A common concern many people have regarding fixed income annuities is in regards to their tax treatment. The concept behind fixed income annuities is actually quite simple. A fixed annuity is simply an insurance product which pays out a fixed income over a specified period of time. This payment is determined at the time of the contract and typically does not vary.

Let's look at some figures to get a better picture. Let's say that you invest $1000 pre-tax over 10 years earning 6%. At the end of 10 years, your investment would have grown to $1790.85. Now, you want to access the money and you are in a 35% tax bracket. So that's $1790.85 - $626.80 = $1164.05.

A financial representative will help determine if tax deferred savings can be a good fit for your lifestyle. If you do some financial retirement planning now, you can pave the way to your golden years with ease.
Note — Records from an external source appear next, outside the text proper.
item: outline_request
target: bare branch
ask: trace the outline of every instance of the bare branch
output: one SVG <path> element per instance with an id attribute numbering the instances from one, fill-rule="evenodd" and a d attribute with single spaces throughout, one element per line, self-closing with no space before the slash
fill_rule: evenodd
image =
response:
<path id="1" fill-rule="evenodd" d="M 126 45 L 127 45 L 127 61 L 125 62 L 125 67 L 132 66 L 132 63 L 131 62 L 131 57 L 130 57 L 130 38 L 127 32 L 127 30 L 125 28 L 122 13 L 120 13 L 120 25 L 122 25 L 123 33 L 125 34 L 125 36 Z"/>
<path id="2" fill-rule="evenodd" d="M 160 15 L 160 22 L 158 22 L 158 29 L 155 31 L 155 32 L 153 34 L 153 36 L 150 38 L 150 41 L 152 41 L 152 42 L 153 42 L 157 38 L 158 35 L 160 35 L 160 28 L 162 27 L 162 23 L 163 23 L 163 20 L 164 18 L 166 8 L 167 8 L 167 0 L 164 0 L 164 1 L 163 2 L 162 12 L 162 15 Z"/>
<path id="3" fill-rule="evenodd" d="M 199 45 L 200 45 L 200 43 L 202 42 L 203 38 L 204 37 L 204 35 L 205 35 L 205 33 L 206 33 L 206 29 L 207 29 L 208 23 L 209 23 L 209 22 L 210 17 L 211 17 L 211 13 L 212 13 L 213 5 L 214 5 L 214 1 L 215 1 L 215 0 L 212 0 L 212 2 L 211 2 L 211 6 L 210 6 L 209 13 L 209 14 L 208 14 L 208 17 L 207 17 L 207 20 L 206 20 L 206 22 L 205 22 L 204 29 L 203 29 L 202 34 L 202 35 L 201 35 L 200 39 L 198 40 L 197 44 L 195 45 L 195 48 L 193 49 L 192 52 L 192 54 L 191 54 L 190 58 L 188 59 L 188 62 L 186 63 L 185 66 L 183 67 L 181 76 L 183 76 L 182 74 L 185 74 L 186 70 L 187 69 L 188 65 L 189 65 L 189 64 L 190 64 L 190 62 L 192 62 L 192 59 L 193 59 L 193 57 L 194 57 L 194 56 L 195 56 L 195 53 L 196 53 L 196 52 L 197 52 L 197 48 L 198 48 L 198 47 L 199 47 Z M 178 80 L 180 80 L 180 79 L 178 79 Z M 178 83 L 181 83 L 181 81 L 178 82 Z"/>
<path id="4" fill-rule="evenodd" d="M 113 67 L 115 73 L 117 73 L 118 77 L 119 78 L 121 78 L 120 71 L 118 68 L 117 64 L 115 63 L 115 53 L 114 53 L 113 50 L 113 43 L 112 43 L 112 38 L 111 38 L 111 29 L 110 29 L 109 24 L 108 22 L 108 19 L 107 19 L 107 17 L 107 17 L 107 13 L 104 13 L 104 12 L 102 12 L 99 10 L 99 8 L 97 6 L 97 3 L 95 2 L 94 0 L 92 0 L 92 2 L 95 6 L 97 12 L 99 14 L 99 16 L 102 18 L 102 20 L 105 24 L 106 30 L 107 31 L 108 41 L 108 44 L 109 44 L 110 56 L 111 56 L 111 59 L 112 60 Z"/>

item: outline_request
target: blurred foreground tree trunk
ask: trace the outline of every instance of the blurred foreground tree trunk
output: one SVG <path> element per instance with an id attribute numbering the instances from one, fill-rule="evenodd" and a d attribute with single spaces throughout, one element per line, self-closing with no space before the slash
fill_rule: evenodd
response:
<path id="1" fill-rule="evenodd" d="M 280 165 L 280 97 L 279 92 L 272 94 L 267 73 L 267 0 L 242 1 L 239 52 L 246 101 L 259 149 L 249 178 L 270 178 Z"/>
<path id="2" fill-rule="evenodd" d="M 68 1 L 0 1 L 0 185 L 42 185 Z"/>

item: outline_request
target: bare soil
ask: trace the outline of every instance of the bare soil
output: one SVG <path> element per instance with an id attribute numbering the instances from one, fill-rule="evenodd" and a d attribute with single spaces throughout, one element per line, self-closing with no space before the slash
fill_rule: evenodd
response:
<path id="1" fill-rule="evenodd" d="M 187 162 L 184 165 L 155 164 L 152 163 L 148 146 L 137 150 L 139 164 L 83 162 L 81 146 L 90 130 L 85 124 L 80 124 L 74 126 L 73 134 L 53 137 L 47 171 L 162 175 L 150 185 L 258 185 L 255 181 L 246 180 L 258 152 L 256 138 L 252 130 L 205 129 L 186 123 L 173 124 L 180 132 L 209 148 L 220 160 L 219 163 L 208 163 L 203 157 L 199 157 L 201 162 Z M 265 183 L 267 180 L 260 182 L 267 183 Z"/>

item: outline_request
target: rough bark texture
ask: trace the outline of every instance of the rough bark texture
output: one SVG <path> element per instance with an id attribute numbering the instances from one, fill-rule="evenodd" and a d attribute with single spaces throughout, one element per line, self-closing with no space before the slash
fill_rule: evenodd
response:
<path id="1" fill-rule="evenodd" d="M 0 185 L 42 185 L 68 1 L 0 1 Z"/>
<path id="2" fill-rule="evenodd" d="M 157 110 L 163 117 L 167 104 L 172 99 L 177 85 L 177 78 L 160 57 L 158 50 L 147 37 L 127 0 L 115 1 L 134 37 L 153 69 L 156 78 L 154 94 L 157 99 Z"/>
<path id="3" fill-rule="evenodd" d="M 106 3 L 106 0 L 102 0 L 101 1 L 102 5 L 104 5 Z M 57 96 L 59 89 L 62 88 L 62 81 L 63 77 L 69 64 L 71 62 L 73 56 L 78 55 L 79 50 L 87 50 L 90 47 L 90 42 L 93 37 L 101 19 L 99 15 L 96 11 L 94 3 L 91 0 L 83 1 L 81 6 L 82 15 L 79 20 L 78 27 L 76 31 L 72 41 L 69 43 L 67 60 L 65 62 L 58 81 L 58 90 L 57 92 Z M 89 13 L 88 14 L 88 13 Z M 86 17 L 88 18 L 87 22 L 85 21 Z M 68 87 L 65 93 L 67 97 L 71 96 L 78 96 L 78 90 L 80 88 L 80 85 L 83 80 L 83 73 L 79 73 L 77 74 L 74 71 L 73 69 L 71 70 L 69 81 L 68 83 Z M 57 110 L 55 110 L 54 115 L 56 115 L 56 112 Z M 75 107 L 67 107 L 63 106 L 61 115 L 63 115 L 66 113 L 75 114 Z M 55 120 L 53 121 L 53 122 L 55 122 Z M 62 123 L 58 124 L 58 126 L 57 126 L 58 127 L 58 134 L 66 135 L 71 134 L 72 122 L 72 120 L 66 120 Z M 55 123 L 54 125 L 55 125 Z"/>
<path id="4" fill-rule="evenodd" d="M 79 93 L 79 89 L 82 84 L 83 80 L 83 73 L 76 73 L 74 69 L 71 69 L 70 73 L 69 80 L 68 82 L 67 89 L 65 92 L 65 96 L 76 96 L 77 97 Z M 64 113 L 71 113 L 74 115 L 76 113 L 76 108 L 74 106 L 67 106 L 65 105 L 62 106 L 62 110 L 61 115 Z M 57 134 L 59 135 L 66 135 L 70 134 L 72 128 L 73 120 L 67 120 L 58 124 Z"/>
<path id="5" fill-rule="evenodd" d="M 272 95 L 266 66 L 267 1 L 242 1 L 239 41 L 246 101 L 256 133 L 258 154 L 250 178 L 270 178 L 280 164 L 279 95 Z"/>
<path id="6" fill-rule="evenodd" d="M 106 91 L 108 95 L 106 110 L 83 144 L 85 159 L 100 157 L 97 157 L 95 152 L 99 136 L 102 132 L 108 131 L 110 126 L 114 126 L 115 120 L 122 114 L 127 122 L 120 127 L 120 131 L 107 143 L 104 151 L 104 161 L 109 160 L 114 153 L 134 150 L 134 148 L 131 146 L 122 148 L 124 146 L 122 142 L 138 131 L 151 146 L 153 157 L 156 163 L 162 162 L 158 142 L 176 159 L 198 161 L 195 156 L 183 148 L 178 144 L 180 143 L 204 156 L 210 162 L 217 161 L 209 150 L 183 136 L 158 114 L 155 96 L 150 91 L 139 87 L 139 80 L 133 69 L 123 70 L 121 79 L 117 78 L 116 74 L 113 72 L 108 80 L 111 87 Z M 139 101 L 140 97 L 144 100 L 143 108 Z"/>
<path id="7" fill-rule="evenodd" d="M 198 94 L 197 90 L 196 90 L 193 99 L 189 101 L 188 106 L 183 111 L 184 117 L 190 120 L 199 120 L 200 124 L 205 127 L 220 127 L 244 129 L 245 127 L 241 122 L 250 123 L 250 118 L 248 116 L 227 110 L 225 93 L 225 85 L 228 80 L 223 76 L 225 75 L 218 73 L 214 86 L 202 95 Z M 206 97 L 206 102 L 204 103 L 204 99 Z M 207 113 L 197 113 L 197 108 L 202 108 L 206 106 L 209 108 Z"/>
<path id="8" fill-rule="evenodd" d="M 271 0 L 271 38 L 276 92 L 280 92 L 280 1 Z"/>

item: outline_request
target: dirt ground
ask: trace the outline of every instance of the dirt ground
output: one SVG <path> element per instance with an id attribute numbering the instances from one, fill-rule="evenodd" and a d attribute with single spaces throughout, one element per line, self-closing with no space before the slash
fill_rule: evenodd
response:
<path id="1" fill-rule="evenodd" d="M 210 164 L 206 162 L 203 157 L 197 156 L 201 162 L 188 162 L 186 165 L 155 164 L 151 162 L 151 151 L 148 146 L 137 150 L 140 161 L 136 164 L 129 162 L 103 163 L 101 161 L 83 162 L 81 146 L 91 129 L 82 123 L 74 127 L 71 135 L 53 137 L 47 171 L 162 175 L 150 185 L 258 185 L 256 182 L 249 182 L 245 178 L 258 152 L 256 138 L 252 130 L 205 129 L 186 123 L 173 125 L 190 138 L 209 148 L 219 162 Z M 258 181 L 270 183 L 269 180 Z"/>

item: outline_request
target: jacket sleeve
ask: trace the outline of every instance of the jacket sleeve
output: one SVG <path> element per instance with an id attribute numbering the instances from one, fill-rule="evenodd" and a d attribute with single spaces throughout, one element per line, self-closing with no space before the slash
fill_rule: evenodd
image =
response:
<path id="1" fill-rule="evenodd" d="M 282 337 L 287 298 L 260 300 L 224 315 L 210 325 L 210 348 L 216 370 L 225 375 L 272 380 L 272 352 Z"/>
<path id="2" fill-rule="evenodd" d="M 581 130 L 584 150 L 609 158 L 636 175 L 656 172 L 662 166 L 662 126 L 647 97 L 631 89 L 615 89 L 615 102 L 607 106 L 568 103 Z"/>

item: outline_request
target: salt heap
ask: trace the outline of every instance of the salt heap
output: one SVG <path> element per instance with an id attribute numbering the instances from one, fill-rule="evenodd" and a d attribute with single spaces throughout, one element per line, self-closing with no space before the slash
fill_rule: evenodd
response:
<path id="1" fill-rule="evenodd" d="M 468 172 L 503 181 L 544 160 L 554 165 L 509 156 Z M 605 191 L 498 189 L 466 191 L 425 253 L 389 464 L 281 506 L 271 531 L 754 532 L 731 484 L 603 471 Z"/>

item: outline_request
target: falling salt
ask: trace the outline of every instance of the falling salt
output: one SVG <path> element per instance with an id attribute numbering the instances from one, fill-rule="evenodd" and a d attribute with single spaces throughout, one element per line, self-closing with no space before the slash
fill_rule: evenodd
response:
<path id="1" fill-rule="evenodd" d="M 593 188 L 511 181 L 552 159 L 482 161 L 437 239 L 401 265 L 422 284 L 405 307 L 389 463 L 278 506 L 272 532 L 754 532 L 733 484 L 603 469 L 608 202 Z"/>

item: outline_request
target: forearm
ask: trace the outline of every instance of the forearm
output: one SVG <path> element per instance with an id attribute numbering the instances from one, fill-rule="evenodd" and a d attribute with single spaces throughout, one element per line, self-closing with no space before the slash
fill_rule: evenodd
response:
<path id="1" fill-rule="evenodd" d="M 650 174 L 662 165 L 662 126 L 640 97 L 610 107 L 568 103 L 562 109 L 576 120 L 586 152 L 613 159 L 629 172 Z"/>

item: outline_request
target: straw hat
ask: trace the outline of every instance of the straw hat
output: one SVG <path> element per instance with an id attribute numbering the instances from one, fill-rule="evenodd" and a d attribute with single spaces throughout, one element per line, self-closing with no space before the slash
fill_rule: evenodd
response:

Note: the 1031 tax-deferred exchange is often known as a deferred exchange, a "like-kind" exchange, a Starker exchange (you will see why later in this article), or it is often simply known "a 1031". No matter what it is called, investors can defer the tax by reinvesting into another investment property if they follow the strict rules. It is one of the tax benefits of investment real estate ownership.


Annuity tax deferral allows investments to have gains that grow tax free. In other words, the accumulation period is free of tax. The taxes are however due when the distribution period is started for the annuity. At distribution, gains are taxed as ordinary income rather than as capital gains. This treatment is because an annuity is considered an insurance product. Currently, this treatment is a disadvantage to annuities. However, the taxation rules are always subject to change, and have changed drastically over the years. Also, the tax-deferred gains advantage of annuities outweighs the tax treatment difference, especially given long investment terms (10+ years).